She smiled at him for a moment, then ducked back in and came out with a small package wrapped in oilcloth. She gave Dodger a peck on the cheek and said, ‘I’m hearing a lot about you these days, Dodger. I hope she’s worth it!’
But at that point Dodger was already out of the door and running at speed; he had always liked running, which was just as well, since a thief who couldn’t run fast was soon dead, but now he ran like he had never run before. He was running through the streets in what seemed like a frenzy of acceleration, and occasionally an alert peeler, noting that someone was running, would shout or blow his whistle and then feel rather stupid since Dodger was a rapidly dwindling bit of darkness in a city full of the stuff. He didn’t simply run; he sped, legs pounding much faster than his heartbeat. Disturbed pigeons flew away. A man who tried to waylay him as he ran down a useful alleyway was punched and then trodden on, and Dodger kept going, not looking behind him because, well, by now everything was behind him as he channelled rage into his legs and simply followed them . . . and then, suddenly, there it was again. That building.
Dodger slowed down and disappeared into darkness and spent some time in getting his breath back; after all, now he was here, he would have to take his time. By the light of his dark lantern, he unrolled the green baize parcel wrapped in the oilcloth, and the light glistened on all his little friends – the half-diamond pick, the ball pick, and the torsion bar – but of course there were the others; there was always some lock or other which was slightly different, and he had spent many a happy hour with the rakes and picks, bending and filing them into exactly the right shapes. It seemed to him that they were saluting him, ready for combat.
Shortly afterwards, darkness moved within darkness and this particular darkness found, on the more insalubrious side of the building, a metal cover to a cellar. When he had given it just a little bit of oil and a little tinkering, Dodger was in at the enemy’s throat. He grinned, but there was no fun in the grin; it was more like a knife.

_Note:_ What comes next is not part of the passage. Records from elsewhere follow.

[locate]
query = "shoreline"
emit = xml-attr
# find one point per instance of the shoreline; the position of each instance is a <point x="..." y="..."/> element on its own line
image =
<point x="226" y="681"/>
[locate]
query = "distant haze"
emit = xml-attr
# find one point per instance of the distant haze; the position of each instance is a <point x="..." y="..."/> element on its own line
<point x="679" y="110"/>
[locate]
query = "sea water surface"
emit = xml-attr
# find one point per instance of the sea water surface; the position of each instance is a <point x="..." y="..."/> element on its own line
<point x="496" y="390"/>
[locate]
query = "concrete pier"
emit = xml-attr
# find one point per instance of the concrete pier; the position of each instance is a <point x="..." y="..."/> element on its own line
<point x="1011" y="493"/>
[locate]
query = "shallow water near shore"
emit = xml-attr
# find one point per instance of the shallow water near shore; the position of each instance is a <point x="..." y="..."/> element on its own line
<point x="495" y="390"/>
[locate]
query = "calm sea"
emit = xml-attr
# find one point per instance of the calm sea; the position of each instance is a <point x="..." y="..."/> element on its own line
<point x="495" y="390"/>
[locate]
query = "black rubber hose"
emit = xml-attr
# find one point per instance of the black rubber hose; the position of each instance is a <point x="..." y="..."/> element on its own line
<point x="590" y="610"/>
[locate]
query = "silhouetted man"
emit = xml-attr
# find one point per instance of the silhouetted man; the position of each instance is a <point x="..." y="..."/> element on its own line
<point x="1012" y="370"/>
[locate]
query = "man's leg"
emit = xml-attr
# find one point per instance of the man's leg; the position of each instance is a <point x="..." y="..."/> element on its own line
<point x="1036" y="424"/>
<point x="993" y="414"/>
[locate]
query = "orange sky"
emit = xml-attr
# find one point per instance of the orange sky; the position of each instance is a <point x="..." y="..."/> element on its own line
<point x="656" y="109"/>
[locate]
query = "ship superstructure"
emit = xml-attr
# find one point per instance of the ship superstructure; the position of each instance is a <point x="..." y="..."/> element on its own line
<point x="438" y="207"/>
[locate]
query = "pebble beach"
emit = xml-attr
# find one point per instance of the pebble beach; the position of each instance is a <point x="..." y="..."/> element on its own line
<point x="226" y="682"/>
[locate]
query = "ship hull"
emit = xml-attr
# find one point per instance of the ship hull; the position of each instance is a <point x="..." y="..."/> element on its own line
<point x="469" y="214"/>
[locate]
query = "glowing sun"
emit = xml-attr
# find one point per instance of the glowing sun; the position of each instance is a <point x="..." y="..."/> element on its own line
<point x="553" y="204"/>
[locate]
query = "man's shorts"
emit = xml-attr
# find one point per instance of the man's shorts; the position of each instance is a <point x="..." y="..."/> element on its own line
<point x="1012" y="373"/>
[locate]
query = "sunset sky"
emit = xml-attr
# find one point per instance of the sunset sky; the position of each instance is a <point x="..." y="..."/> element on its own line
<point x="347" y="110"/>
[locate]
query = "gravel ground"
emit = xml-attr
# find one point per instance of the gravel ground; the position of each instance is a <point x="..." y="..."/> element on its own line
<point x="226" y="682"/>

The building was mostly in shadows and Dodger just loved shadows. He was pleased to see that there were carpets – not really a sensible choice if you were running an embassy and might like to know if there were some unwelcome people walking about, because marble floors were much to be recommended, as Dodger well knew; sometimes if you stepped on them in the night time they could ring like a bell. Whenever he’d found them, he had always got down and very carefully slid himself over them, so that no sound could be heard.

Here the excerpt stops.